Rafael Nadal easily reached the trophy over Kei Nishikori with a 6-3, 6-2 win and became the first man in the Open era to win the same title 11 times.
Rafael Nadal won a record 31st Masters title after beating Kei Nishikori 6-3, 6-2 in the Monte Carlo Masters final on Sunday.
Nadal also became the first man in the Open era to win the same title 11 times and moved one ahead of rival Novak Djokovic for career Masters titles.
"Eleven titles here, it's unbelievable. It's something difficult to imagine," said the 31-year-old Nadal, who won his first tournament here in 2005.
"The history with this tournament is unique."
It gave him a 76th title overall and ensured the Spaniard keeps his top ranking ahead of Roger Federer.
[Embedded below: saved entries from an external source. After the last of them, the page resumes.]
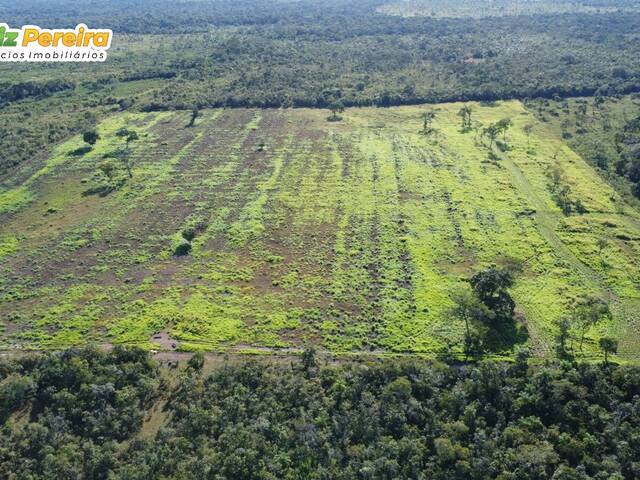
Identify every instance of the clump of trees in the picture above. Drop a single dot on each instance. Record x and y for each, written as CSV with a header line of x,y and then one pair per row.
x,y
336,108
561,192
488,311
116,167
465,117
427,122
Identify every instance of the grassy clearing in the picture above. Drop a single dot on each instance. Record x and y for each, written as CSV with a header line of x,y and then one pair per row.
x,y
351,235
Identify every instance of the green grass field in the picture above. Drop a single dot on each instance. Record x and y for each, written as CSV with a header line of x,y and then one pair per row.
x,y
349,235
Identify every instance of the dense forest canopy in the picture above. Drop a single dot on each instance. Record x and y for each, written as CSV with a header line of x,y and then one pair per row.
x,y
87,414
177,55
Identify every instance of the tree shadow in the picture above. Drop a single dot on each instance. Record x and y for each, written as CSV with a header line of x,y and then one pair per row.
x,y
78,152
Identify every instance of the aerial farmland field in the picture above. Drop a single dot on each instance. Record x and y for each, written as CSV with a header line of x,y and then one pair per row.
x,y
260,230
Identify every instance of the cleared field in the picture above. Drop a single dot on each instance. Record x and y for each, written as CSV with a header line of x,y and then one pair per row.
x,y
350,235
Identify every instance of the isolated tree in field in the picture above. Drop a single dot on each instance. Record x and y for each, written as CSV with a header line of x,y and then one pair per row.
x,y
90,137
132,136
564,328
427,121
491,286
528,128
128,136
588,313
477,128
601,244
336,108
503,126
491,132
468,308
125,158
608,346
108,169
195,113
465,114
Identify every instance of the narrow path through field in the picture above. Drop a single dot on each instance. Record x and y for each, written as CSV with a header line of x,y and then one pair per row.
x,y
626,311
546,222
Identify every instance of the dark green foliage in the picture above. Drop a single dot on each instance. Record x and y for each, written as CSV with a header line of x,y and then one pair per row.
x,y
182,247
90,137
80,417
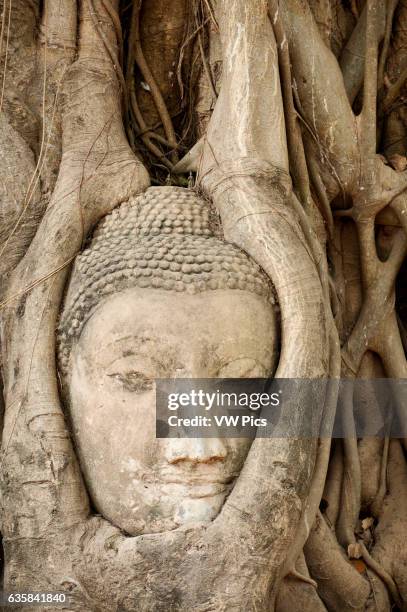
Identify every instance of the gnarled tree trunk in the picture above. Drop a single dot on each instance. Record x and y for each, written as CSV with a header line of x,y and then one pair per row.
x,y
290,116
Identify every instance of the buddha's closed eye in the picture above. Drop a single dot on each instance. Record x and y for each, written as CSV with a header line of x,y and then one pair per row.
x,y
133,381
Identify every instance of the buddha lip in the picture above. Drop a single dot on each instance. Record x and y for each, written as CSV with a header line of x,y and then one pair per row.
x,y
198,482
197,490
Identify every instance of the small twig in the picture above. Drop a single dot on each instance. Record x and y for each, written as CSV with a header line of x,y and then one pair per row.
x,y
117,26
381,572
206,66
394,91
151,82
110,51
369,111
392,4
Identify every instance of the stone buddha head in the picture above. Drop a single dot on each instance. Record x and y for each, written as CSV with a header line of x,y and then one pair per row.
x,y
158,294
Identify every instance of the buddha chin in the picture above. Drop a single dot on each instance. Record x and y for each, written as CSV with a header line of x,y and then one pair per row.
x,y
140,483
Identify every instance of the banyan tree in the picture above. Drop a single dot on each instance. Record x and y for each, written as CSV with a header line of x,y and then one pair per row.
x,y
201,189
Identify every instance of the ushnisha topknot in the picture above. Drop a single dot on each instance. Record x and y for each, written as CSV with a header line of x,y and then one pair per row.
x,y
163,238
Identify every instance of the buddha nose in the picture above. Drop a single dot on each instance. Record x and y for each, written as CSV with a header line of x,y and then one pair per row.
x,y
196,450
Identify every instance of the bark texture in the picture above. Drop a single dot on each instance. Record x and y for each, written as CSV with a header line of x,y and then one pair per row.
x,y
290,116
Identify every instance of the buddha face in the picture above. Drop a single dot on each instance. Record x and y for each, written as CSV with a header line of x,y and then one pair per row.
x,y
140,483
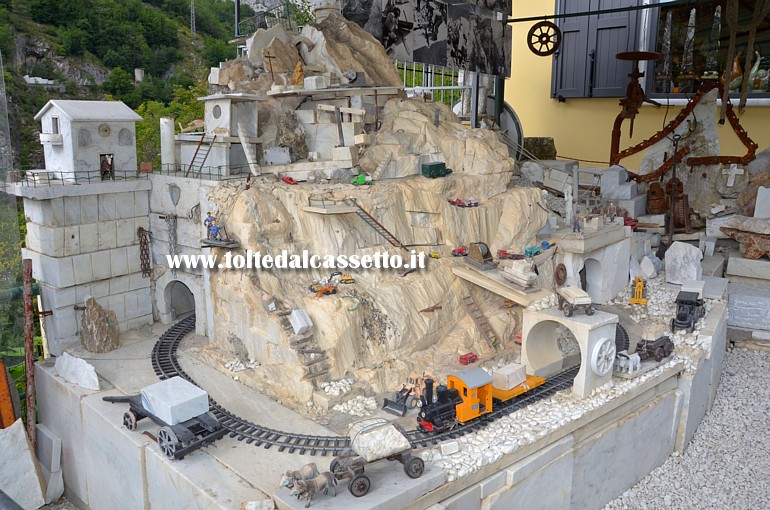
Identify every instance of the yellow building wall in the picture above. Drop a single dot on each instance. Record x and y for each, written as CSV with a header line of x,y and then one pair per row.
x,y
581,128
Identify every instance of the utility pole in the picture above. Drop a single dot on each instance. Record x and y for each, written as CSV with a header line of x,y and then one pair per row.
x,y
192,16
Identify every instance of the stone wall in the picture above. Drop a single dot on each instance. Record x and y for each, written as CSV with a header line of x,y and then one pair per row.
x,y
82,241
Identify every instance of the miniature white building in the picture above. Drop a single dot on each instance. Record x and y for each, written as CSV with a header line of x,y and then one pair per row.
x,y
88,140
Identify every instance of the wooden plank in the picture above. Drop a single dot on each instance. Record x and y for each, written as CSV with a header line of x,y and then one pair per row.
x,y
7,416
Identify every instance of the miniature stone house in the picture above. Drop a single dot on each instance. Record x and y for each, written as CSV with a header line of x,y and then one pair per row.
x,y
230,124
82,230
88,140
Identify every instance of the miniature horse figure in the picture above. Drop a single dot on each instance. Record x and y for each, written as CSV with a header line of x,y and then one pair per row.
x,y
309,488
306,472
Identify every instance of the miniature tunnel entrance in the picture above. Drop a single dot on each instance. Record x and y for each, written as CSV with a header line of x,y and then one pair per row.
x,y
552,348
179,299
593,275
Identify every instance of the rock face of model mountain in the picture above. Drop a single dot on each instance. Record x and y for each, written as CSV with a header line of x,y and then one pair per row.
x,y
382,326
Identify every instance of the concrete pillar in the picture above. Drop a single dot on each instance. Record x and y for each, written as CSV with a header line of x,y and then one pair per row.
x,y
167,144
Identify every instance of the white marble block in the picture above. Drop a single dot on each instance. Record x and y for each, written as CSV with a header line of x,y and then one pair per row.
x,y
376,439
300,321
509,376
175,400
683,263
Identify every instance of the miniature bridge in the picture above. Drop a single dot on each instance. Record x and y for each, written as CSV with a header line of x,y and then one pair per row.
x,y
166,365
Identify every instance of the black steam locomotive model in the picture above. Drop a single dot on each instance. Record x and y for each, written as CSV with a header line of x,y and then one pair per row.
x,y
440,415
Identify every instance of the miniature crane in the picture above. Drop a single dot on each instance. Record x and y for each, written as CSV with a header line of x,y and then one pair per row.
x,y
640,292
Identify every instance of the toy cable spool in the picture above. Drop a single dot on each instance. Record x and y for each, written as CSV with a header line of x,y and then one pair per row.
x,y
544,38
656,199
560,274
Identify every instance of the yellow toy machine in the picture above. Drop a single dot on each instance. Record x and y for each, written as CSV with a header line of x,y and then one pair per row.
x,y
639,291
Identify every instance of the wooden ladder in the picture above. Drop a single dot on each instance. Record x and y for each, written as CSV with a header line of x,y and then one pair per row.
x,y
377,226
199,158
481,323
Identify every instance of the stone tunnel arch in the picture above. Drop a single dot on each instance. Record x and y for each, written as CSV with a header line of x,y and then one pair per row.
x,y
595,335
594,277
180,294
179,299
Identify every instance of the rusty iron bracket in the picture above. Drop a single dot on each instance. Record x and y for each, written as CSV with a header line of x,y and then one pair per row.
x,y
662,169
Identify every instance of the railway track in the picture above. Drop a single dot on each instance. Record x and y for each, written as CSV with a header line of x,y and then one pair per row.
x,y
166,365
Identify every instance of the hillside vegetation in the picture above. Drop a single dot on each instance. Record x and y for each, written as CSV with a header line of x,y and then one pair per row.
x,y
91,48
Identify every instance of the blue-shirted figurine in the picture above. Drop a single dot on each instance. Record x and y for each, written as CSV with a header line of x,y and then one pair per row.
x,y
214,230
207,223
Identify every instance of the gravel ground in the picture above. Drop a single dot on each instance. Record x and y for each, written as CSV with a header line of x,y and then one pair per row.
x,y
728,460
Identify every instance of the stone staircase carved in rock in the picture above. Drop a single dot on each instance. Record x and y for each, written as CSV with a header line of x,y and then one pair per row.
x,y
313,358
481,322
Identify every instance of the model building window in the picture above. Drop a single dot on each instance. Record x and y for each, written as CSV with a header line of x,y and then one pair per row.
x,y
693,41
585,63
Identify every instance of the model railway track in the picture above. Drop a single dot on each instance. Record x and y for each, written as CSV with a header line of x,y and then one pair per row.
x,y
166,365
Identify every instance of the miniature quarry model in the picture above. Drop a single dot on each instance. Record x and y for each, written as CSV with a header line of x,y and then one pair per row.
x,y
182,411
372,440
573,297
689,308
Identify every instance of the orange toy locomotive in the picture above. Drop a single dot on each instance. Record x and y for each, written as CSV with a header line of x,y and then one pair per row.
x,y
469,394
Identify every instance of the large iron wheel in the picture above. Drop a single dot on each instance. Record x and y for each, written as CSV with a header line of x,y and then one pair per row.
x,y
414,467
544,38
129,420
168,442
359,485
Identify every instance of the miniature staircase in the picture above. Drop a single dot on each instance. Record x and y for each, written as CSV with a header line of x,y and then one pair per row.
x,y
377,226
481,322
313,358
248,150
201,153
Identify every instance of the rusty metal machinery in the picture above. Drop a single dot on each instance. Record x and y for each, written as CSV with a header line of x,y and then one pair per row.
x,y
544,38
751,146
656,199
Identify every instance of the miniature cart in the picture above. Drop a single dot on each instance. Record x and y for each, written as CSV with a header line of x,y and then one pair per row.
x,y
175,441
350,464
"To put another trophy in my museum, in my academy, is going to be something great," Nadal said. "This is one of the most important ones in terms of (my) personal feeling."
Nishikori was chasing a first Masters title, but the Japanese player took 11 minutes to hold for 1-1.
He got some brief hope, breaking Nadal with a superb passing shot at full stretch to lead 2-1, but meekly surrendered the next four games.
"I knew it was going to be tough even though I was up (a) break," said Nishikori, who complained of tiredness. "My legs were very heavy today, playing three sets (for) three days in a row (before the final). It wasn't easy physically."
The second set was a procession and Nadal won on his first match point with a stinging backhand winner.
Nadal's celebration was brief and low key. He thrust both hands into the air, and then jogged over to offer Nishikori a sympathetic hug after beating him for the 10th time in 12 meetings.
Nishikori saved a set point with a sharp, angled volley at the net. But Nadal was in relentless mood and sealed it on his next chance with a crisp forehand winner.
"It's not easy to describe when you are coming back from injury and you start the clay-court season in this way," Nadal said.
Nishikori is still working his way back to form and full fitness, after missing the 2017 US Open and this year's Australian Open because of a torn tendon in his right wrist.
"It was a great week for me, I had an injury and couldn't play for a long time," said Nishikori, whose ranking has slipped to 36.
He can take encouragement from beating Tomas Berdych - the 2015 runner-up here - and Australian Open runner-up Marin Cilic on the way to the final.
Nadal has not dropped a set in seven matches since coming back from a recurrence of a right hip injury that forced him to abandon during the fifth set of his Australian Open quarterfinal against Marin Cilic.
The injury relapse subsequently forced him out of the Mexico Open and Masters tournaments at Indian Wells and Miami, but Nadal appears to be back to his ruthless and rapid best on clay.